During the last musical number in the film, I sensed movement behind me and looked back only to discover this flock of 7-10 year old children (there on a field trip) all out dancing in the aisles. It was that kind of experience.
In truth, I was surprised to like it as much as I did. And the soundtrack is great too. Full of songs that make you want to sing along. I went straight to the library and picked up the Broadway musical version and I think I have to get the movie one too.

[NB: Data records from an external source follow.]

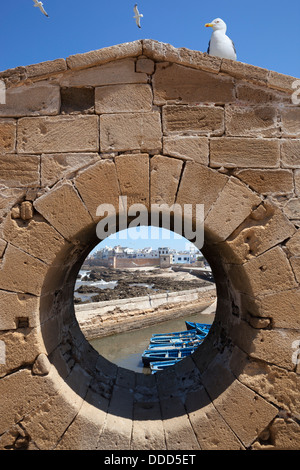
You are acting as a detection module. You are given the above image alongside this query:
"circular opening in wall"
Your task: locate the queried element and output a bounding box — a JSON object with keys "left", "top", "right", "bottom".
{"left": 74, "top": 226, "right": 216, "bottom": 375}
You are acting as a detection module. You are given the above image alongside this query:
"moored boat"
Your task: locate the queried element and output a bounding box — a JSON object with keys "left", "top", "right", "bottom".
{"left": 185, "top": 321, "right": 211, "bottom": 334}
{"left": 147, "top": 336, "right": 204, "bottom": 349}
{"left": 150, "top": 359, "right": 180, "bottom": 372}
{"left": 149, "top": 329, "right": 205, "bottom": 344}
{"left": 142, "top": 346, "right": 197, "bottom": 366}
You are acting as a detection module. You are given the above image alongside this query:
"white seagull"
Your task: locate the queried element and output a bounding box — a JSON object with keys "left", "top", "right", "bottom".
{"left": 33, "top": 0, "right": 49, "bottom": 18}
{"left": 133, "top": 4, "right": 143, "bottom": 28}
{"left": 205, "top": 18, "right": 236, "bottom": 60}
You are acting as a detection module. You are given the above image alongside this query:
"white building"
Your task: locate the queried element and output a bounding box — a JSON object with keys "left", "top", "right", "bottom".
{"left": 172, "top": 252, "right": 192, "bottom": 264}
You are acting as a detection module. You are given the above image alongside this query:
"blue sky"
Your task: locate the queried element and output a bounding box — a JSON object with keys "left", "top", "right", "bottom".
{"left": 0, "top": 0, "right": 299, "bottom": 77}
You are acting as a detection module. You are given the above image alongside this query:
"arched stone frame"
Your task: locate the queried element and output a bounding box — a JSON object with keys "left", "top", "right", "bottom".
{"left": 0, "top": 154, "right": 299, "bottom": 450}
{"left": 0, "top": 40, "right": 299, "bottom": 450}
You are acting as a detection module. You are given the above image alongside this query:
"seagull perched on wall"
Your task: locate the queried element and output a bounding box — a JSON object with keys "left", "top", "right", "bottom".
{"left": 205, "top": 18, "right": 236, "bottom": 60}
{"left": 33, "top": 0, "right": 49, "bottom": 18}
{"left": 133, "top": 4, "right": 143, "bottom": 28}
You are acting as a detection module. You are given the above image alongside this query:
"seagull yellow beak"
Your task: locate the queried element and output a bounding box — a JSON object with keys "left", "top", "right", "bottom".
{"left": 205, "top": 23, "right": 214, "bottom": 27}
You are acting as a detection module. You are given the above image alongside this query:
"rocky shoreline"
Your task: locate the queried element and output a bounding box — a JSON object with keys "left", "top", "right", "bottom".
{"left": 74, "top": 265, "right": 214, "bottom": 303}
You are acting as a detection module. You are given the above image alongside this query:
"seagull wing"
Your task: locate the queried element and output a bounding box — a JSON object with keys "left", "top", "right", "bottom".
{"left": 231, "top": 39, "right": 237, "bottom": 55}
{"left": 207, "top": 40, "right": 211, "bottom": 54}
{"left": 133, "top": 4, "right": 142, "bottom": 28}
{"left": 38, "top": 3, "right": 49, "bottom": 17}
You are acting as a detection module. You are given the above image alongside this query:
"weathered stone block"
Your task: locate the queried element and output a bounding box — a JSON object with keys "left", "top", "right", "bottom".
{"left": 150, "top": 155, "right": 183, "bottom": 205}
{"left": 115, "top": 153, "right": 149, "bottom": 207}
{"left": 230, "top": 349, "right": 300, "bottom": 419}
{"left": 95, "top": 84, "right": 153, "bottom": 114}
{"left": 61, "top": 58, "right": 147, "bottom": 87}
{"left": 176, "top": 162, "right": 228, "bottom": 217}
{"left": 225, "top": 105, "right": 280, "bottom": 137}
{"left": 283, "top": 198, "right": 300, "bottom": 219}
{"left": 185, "top": 387, "right": 244, "bottom": 450}
{"left": 100, "top": 112, "right": 162, "bottom": 153}
{"left": 295, "top": 170, "right": 300, "bottom": 195}
{"left": 205, "top": 178, "right": 262, "bottom": 242}
{"left": 258, "top": 289, "right": 300, "bottom": 329}
{"left": 201, "top": 358, "right": 278, "bottom": 447}
{"left": 290, "top": 256, "right": 300, "bottom": 283}
{"left": 230, "top": 319, "right": 300, "bottom": 370}
{"left": 143, "top": 39, "right": 222, "bottom": 74}
{"left": 162, "top": 105, "right": 224, "bottom": 135}
{"left": 221, "top": 59, "right": 269, "bottom": 84}
{"left": 22, "top": 365, "right": 90, "bottom": 450}
{"left": 210, "top": 137, "right": 280, "bottom": 168}
{"left": 0, "top": 327, "right": 46, "bottom": 377}
{"left": 268, "top": 70, "right": 298, "bottom": 92}
{"left": 41, "top": 153, "right": 100, "bottom": 187}
{"left": 281, "top": 107, "right": 300, "bottom": 137}
{"left": 54, "top": 389, "right": 108, "bottom": 450}
{"left": 228, "top": 246, "right": 298, "bottom": 296}
{"left": 136, "top": 58, "right": 155, "bottom": 74}
{"left": 281, "top": 140, "right": 300, "bottom": 168}
{"left": 0, "top": 119, "right": 16, "bottom": 153}
{"left": 286, "top": 229, "right": 300, "bottom": 256}
{"left": 0, "top": 239, "right": 6, "bottom": 258}
{"left": 0, "top": 244, "right": 47, "bottom": 295}
{"left": 235, "top": 169, "right": 294, "bottom": 195}
{"left": 160, "top": 397, "right": 200, "bottom": 450}
{"left": 0, "top": 291, "right": 39, "bottom": 330}
{"left": 33, "top": 183, "right": 94, "bottom": 243}
{"left": 17, "top": 115, "right": 99, "bottom": 154}
{"left": 0, "top": 83, "right": 60, "bottom": 117}
{"left": 257, "top": 418, "right": 300, "bottom": 450}
{"left": 66, "top": 41, "right": 143, "bottom": 69}
{"left": 0, "top": 188, "right": 26, "bottom": 224}
{"left": 25, "top": 58, "right": 67, "bottom": 78}
{"left": 97, "top": 385, "right": 133, "bottom": 450}
{"left": 131, "top": 402, "right": 165, "bottom": 450}
{"left": 163, "top": 135, "right": 209, "bottom": 164}
{"left": 75, "top": 159, "right": 120, "bottom": 221}
{"left": 236, "top": 82, "right": 289, "bottom": 104}
{"left": 219, "top": 201, "right": 296, "bottom": 263}
{"left": 0, "top": 368, "right": 62, "bottom": 435}
{"left": 3, "top": 216, "right": 66, "bottom": 265}
{"left": 153, "top": 62, "right": 234, "bottom": 104}
{"left": 0, "top": 155, "right": 40, "bottom": 187}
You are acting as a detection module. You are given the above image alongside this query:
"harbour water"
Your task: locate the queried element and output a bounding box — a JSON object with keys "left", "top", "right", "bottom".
{"left": 89, "top": 304, "right": 215, "bottom": 374}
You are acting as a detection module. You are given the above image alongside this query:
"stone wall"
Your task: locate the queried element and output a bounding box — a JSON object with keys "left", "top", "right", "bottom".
{"left": 0, "top": 40, "right": 299, "bottom": 450}
{"left": 76, "top": 285, "right": 216, "bottom": 340}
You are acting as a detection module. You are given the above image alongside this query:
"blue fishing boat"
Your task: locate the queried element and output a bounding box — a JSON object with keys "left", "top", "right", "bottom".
{"left": 150, "top": 359, "right": 180, "bottom": 372}
{"left": 142, "top": 346, "right": 197, "bottom": 366}
{"left": 147, "top": 336, "right": 204, "bottom": 349}
{"left": 150, "top": 329, "right": 204, "bottom": 344}
{"left": 185, "top": 321, "right": 212, "bottom": 334}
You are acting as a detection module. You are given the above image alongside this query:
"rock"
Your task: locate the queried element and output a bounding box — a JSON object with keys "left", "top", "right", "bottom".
{"left": 32, "top": 353, "right": 51, "bottom": 376}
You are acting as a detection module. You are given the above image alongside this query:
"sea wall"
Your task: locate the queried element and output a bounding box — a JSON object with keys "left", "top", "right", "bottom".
{"left": 75, "top": 285, "right": 216, "bottom": 339}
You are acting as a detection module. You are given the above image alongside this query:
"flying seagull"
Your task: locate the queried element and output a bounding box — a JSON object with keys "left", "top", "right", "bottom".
{"left": 33, "top": 0, "right": 49, "bottom": 18}
{"left": 205, "top": 18, "right": 236, "bottom": 60}
{"left": 133, "top": 4, "right": 143, "bottom": 28}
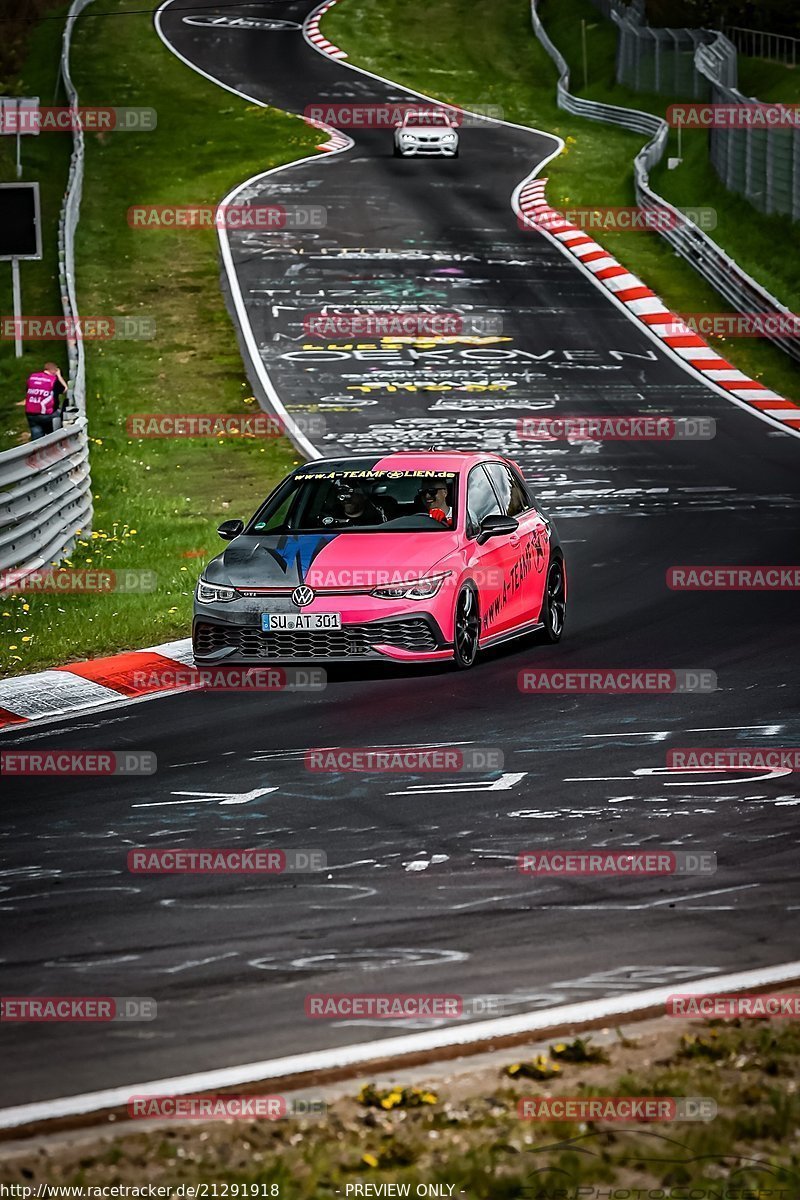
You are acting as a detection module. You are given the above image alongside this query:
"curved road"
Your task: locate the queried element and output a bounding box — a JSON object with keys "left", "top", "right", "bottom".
{"left": 1, "top": 0, "right": 799, "bottom": 1111}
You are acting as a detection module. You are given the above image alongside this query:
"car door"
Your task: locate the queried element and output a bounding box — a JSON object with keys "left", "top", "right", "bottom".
{"left": 484, "top": 462, "right": 550, "bottom": 630}
{"left": 465, "top": 464, "right": 518, "bottom": 639}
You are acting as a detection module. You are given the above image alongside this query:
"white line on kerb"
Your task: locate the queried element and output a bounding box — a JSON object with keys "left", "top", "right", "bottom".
{"left": 1, "top": 960, "right": 798, "bottom": 1131}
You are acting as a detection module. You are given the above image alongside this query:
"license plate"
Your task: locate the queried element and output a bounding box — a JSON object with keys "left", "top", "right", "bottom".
{"left": 262, "top": 612, "right": 342, "bottom": 632}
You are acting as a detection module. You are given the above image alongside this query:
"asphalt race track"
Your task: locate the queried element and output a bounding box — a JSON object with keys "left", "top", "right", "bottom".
{"left": 1, "top": 0, "right": 799, "bottom": 1110}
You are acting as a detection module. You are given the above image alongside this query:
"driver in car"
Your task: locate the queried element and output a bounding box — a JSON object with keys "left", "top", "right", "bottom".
{"left": 335, "top": 484, "right": 386, "bottom": 526}
{"left": 418, "top": 479, "right": 453, "bottom": 526}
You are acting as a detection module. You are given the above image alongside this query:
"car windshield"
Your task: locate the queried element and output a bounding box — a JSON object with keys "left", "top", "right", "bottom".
{"left": 247, "top": 470, "right": 459, "bottom": 534}
{"left": 405, "top": 112, "right": 451, "bottom": 127}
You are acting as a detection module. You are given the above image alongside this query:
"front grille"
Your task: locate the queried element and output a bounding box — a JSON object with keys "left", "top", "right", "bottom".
{"left": 194, "top": 619, "right": 439, "bottom": 659}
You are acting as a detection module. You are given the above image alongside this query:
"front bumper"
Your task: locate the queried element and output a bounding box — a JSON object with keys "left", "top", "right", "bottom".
{"left": 193, "top": 612, "right": 452, "bottom": 664}
{"left": 396, "top": 139, "right": 458, "bottom": 156}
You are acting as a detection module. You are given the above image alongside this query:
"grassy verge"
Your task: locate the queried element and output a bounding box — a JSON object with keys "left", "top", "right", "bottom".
{"left": 543, "top": 0, "right": 800, "bottom": 314}
{"left": 738, "top": 55, "right": 800, "bottom": 105}
{"left": 0, "top": 3, "right": 321, "bottom": 677}
{"left": 0, "top": 1020, "right": 797, "bottom": 1194}
{"left": 322, "top": 0, "right": 800, "bottom": 402}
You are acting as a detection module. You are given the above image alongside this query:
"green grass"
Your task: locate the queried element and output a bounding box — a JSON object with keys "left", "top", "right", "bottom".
{"left": 540, "top": 0, "right": 800, "bottom": 315}
{"left": 738, "top": 54, "right": 800, "bottom": 104}
{"left": 322, "top": 0, "right": 800, "bottom": 403}
{"left": 0, "top": 2, "right": 321, "bottom": 677}
{"left": 1, "top": 1020, "right": 798, "bottom": 1195}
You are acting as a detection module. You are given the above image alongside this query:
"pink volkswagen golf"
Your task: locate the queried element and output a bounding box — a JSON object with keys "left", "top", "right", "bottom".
{"left": 193, "top": 451, "right": 566, "bottom": 670}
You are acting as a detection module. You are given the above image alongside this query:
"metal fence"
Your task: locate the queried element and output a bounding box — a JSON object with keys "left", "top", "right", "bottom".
{"left": 724, "top": 25, "right": 800, "bottom": 67}
{"left": 614, "top": 9, "right": 717, "bottom": 99}
{"left": 587, "top": 0, "right": 644, "bottom": 23}
{"left": 594, "top": 3, "right": 800, "bottom": 222}
{"left": 694, "top": 38, "right": 800, "bottom": 222}
{"left": 530, "top": 0, "right": 800, "bottom": 365}
{"left": 0, "top": 0, "right": 93, "bottom": 584}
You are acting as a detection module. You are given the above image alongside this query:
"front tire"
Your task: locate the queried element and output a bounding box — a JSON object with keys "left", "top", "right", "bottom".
{"left": 538, "top": 555, "right": 566, "bottom": 643}
{"left": 453, "top": 584, "right": 480, "bottom": 669}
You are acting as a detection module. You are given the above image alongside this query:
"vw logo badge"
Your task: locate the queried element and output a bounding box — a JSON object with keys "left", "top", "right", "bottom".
{"left": 291, "top": 585, "right": 315, "bottom": 608}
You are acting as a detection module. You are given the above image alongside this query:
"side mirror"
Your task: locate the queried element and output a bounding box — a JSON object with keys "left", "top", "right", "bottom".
{"left": 217, "top": 518, "right": 244, "bottom": 541}
{"left": 477, "top": 514, "right": 518, "bottom": 545}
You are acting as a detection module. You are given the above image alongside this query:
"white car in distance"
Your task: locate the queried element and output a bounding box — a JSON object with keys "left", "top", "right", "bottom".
{"left": 393, "top": 109, "right": 460, "bottom": 158}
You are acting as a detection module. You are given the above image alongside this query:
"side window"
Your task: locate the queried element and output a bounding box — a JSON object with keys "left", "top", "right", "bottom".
{"left": 466, "top": 465, "right": 501, "bottom": 535}
{"left": 485, "top": 463, "right": 531, "bottom": 517}
{"left": 507, "top": 467, "right": 533, "bottom": 516}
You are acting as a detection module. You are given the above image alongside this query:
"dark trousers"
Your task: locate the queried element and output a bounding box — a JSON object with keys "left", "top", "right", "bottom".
{"left": 27, "top": 413, "right": 61, "bottom": 440}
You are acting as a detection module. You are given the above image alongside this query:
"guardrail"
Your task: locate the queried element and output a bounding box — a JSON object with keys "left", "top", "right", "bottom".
{"left": 0, "top": 418, "right": 92, "bottom": 582}
{"left": 530, "top": 0, "right": 800, "bottom": 365}
{"left": 0, "top": 0, "right": 94, "bottom": 584}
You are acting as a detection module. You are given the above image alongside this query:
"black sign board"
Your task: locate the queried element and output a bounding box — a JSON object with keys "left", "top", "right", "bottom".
{"left": 0, "top": 182, "right": 42, "bottom": 260}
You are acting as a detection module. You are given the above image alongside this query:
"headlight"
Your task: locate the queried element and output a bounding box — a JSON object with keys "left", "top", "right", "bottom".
{"left": 372, "top": 572, "right": 451, "bottom": 601}
{"left": 196, "top": 579, "right": 238, "bottom": 603}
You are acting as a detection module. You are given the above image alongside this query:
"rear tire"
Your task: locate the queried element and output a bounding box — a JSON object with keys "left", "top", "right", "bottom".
{"left": 453, "top": 584, "right": 480, "bottom": 669}
{"left": 538, "top": 555, "right": 566, "bottom": 643}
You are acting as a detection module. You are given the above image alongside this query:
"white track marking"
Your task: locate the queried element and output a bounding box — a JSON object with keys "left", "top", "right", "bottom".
{"left": 687, "top": 725, "right": 784, "bottom": 733}
{"left": 582, "top": 731, "right": 670, "bottom": 739}
{"left": 2, "top": 960, "right": 798, "bottom": 1130}
{"left": 0, "top": 672, "right": 120, "bottom": 719}
{"left": 566, "top": 766, "right": 793, "bottom": 784}
{"left": 387, "top": 772, "right": 527, "bottom": 795}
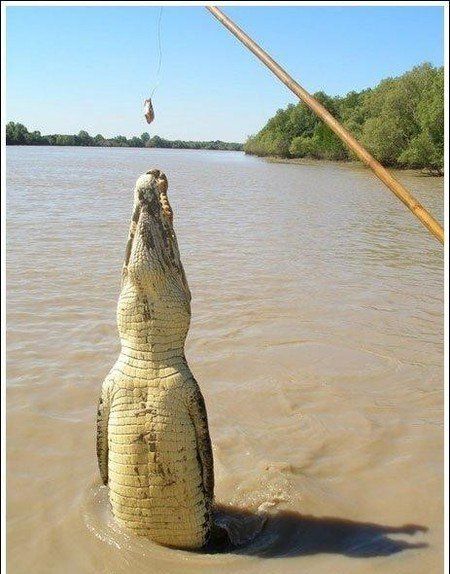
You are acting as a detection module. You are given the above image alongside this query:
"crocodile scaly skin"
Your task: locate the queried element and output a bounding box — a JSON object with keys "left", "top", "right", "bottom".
{"left": 96, "top": 170, "right": 214, "bottom": 548}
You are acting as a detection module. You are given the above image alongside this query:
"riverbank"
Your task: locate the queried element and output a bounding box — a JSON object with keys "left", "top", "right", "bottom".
{"left": 244, "top": 64, "right": 443, "bottom": 175}
{"left": 259, "top": 155, "right": 444, "bottom": 177}
{"left": 6, "top": 122, "right": 243, "bottom": 152}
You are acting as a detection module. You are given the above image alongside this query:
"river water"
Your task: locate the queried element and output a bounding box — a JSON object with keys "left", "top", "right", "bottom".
{"left": 6, "top": 147, "right": 444, "bottom": 574}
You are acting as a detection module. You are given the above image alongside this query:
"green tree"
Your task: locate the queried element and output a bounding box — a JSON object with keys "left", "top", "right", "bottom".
{"left": 244, "top": 63, "right": 443, "bottom": 173}
{"left": 6, "top": 122, "right": 29, "bottom": 144}
{"left": 129, "top": 136, "right": 143, "bottom": 148}
{"left": 93, "top": 134, "right": 105, "bottom": 146}
{"left": 399, "top": 66, "right": 443, "bottom": 173}
{"left": 77, "top": 130, "right": 93, "bottom": 146}
{"left": 140, "top": 132, "right": 151, "bottom": 146}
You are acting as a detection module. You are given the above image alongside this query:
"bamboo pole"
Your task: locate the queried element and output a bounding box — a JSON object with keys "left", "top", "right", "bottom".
{"left": 206, "top": 6, "right": 444, "bottom": 245}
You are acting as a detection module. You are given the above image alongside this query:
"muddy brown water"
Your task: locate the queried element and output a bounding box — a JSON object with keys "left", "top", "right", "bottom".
{"left": 6, "top": 147, "right": 444, "bottom": 574}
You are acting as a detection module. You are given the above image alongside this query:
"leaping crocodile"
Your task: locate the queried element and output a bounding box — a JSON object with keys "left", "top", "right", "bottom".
{"left": 96, "top": 169, "right": 214, "bottom": 549}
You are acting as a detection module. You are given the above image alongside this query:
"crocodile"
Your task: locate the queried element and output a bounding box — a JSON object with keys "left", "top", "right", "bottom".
{"left": 96, "top": 169, "right": 214, "bottom": 549}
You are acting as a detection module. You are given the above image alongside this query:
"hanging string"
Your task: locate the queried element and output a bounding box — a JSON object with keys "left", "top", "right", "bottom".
{"left": 151, "top": 7, "right": 164, "bottom": 98}
{"left": 144, "top": 7, "right": 163, "bottom": 124}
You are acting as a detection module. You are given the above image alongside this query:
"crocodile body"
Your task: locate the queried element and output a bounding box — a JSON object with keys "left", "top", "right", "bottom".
{"left": 96, "top": 170, "right": 214, "bottom": 549}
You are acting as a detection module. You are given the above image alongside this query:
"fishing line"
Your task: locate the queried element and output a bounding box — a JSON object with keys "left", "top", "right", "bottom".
{"left": 144, "top": 7, "right": 163, "bottom": 124}
{"left": 151, "top": 6, "right": 164, "bottom": 98}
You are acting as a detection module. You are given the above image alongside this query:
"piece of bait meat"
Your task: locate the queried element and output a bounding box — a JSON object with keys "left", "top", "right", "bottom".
{"left": 144, "top": 99, "right": 155, "bottom": 124}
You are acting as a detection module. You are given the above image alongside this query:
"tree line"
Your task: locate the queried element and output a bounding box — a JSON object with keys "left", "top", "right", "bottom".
{"left": 6, "top": 124, "right": 243, "bottom": 152}
{"left": 244, "top": 63, "right": 443, "bottom": 174}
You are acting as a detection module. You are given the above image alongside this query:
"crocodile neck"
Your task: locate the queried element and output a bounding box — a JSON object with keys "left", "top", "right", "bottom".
{"left": 117, "top": 280, "right": 191, "bottom": 370}
{"left": 115, "top": 169, "right": 192, "bottom": 373}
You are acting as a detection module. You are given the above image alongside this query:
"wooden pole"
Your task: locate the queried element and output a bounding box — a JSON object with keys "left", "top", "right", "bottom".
{"left": 206, "top": 6, "right": 444, "bottom": 245}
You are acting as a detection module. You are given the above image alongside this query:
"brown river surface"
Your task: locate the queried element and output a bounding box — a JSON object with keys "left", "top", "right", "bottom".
{"left": 6, "top": 146, "right": 444, "bottom": 573}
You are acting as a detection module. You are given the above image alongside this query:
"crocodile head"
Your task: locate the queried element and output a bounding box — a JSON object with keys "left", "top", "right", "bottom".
{"left": 118, "top": 170, "right": 191, "bottom": 351}
{"left": 122, "top": 169, "right": 190, "bottom": 298}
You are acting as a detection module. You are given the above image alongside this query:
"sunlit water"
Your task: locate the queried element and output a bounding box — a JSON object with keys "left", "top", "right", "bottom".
{"left": 6, "top": 146, "right": 444, "bottom": 573}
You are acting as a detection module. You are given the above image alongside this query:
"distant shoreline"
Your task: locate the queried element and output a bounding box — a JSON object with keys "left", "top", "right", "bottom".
{"left": 6, "top": 144, "right": 243, "bottom": 152}
{"left": 6, "top": 122, "right": 243, "bottom": 152}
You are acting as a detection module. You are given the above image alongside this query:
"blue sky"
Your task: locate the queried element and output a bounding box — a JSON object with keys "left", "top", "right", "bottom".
{"left": 6, "top": 4, "right": 444, "bottom": 142}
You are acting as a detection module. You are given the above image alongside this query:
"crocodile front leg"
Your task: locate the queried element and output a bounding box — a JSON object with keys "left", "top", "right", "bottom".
{"left": 96, "top": 379, "right": 112, "bottom": 485}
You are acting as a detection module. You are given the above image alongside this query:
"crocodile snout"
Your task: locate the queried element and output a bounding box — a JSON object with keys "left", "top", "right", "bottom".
{"left": 135, "top": 170, "right": 172, "bottom": 223}
{"left": 146, "top": 169, "right": 161, "bottom": 177}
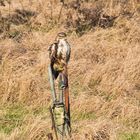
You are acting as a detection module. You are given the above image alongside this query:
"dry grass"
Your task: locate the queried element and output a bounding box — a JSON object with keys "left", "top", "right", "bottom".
{"left": 0, "top": 0, "right": 140, "bottom": 140}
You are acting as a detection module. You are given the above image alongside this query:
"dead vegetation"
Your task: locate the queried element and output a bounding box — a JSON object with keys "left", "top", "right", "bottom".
{"left": 0, "top": 0, "right": 140, "bottom": 139}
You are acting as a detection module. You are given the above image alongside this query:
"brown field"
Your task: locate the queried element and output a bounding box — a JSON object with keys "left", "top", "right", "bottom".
{"left": 0, "top": 0, "right": 140, "bottom": 140}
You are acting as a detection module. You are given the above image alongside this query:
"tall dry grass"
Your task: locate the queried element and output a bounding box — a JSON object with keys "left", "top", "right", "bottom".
{"left": 0, "top": 0, "right": 140, "bottom": 139}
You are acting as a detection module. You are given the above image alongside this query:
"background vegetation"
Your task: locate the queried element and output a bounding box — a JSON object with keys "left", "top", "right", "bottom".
{"left": 0, "top": 0, "right": 140, "bottom": 139}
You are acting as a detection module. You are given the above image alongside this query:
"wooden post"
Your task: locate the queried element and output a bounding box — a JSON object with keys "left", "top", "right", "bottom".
{"left": 48, "top": 65, "right": 57, "bottom": 103}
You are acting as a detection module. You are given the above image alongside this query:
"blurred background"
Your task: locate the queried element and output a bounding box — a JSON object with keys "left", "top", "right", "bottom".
{"left": 0, "top": 0, "right": 140, "bottom": 139}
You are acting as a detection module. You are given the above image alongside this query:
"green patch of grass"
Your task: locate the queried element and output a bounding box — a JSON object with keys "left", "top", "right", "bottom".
{"left": 0, "top": 104, "right": 50, "bottom": 134}
{"left": 118, "top": 132, "right": 140, "bottom": 140}
{"left": 0, "top": 104, "right": 28, "bottom": 134}
{"left": 4, "top": 105, "right": 28, "bottom": 120}
{"left": 72, "top": 111, "right": 97, "bottom": 122}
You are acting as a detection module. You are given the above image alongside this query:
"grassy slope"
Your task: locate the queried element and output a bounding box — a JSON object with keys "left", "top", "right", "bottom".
{"left": 0, "top": 0, "right": 140, "bottom": 140}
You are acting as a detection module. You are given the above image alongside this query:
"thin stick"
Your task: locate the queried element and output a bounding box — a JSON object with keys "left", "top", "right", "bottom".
{"left": 8, "top": 0, "right": 11, "bottom": 32}
{"left": 49, "top": 106, "right": 58, "bottom": 140}
{"left": 58, "top": 2, "right": 64, "bottom": 23}
{"left": 50, "top": 0, "right": 53, "bottom": 21}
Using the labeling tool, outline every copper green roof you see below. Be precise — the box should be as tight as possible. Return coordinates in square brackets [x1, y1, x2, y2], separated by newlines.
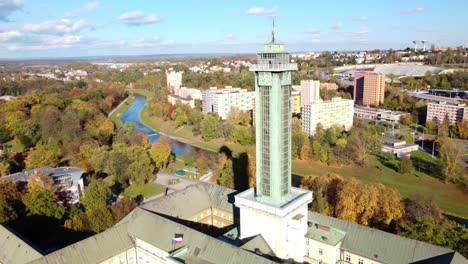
[308, 212, 466, 264]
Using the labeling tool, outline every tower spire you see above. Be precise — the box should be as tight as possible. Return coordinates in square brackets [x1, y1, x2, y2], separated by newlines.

John Waters on the Broadway musical:
John Waters, the director of the film on which the musical is based, says "I used to hate musical comedy, but Marc Shaiman and Scott Wittman's score and lyrics for Hairspray have turned me into a real show-tune queen. If I had rhythm, these would be the songs I wish I could write. Listening to the feel-good numbers about rats, flashers, hickies, ratted hair, and checkerboard chicks' turns me into a happy Walt Disney on hallucinogenics, hoping whole busloads of twisted Broadway tourists go to the theater, abandon their diets, and feel sexy about it. Cross-dressing, racial-integration, and overeating have never seemed so wholesome, so American. I think Marc and Scott and the rest of the creative team have turned my weird little movie Hairspray into a jumbo-dream of a musical for outsiders of every persuasion."
John Waters on the 2007 film: "The movie was kind of realistic, and the Broadway play was, hey, let's go to Broadway, and let's be a musical. The musical on stage had to be exaggerated; it was all on one stage!" says Waters, explaining how the new movie has reinvented the musical and the film. "And Michelle Pfeiffer in this movie is the kind of villain I liked as a kid, she was a Disney-movie villain. As a kid I would have been obsessed with her."
Waters on the Waters-iness of the new Hairspray:
"I did talk to (screenwriter) Leslie Dixon and was involved through the whole thing talking to the producers (Craig Zadan and Neil Meron). I was up on the set a couple of times. And Leslie threw in "John Waters" things like the pregnant women smoking and drinking as you walked by there, that was hilarious and completely true then. "
"I always said to [director] Adam Shankman, hey, I told you do whatever you want right out of Hairspray, but there is also a shot in the bathroom, when they go into the bathroom and there are three girls in the bathroom, that's out of Female Trouble, and when John Travolta goes into the dressing room, that's Edith in Polyester. I'm saying there's two shots that really made me laugh. And I mean somebody must have read everything. And that shot of her going to school in a garbage truck? Divine went to the premiere of Female Trouble in a garbage truck. Somebody read that."
John Waters quotes taken from Sun movie critic Michael Sragow's interview with Waters on July 19th, 2007.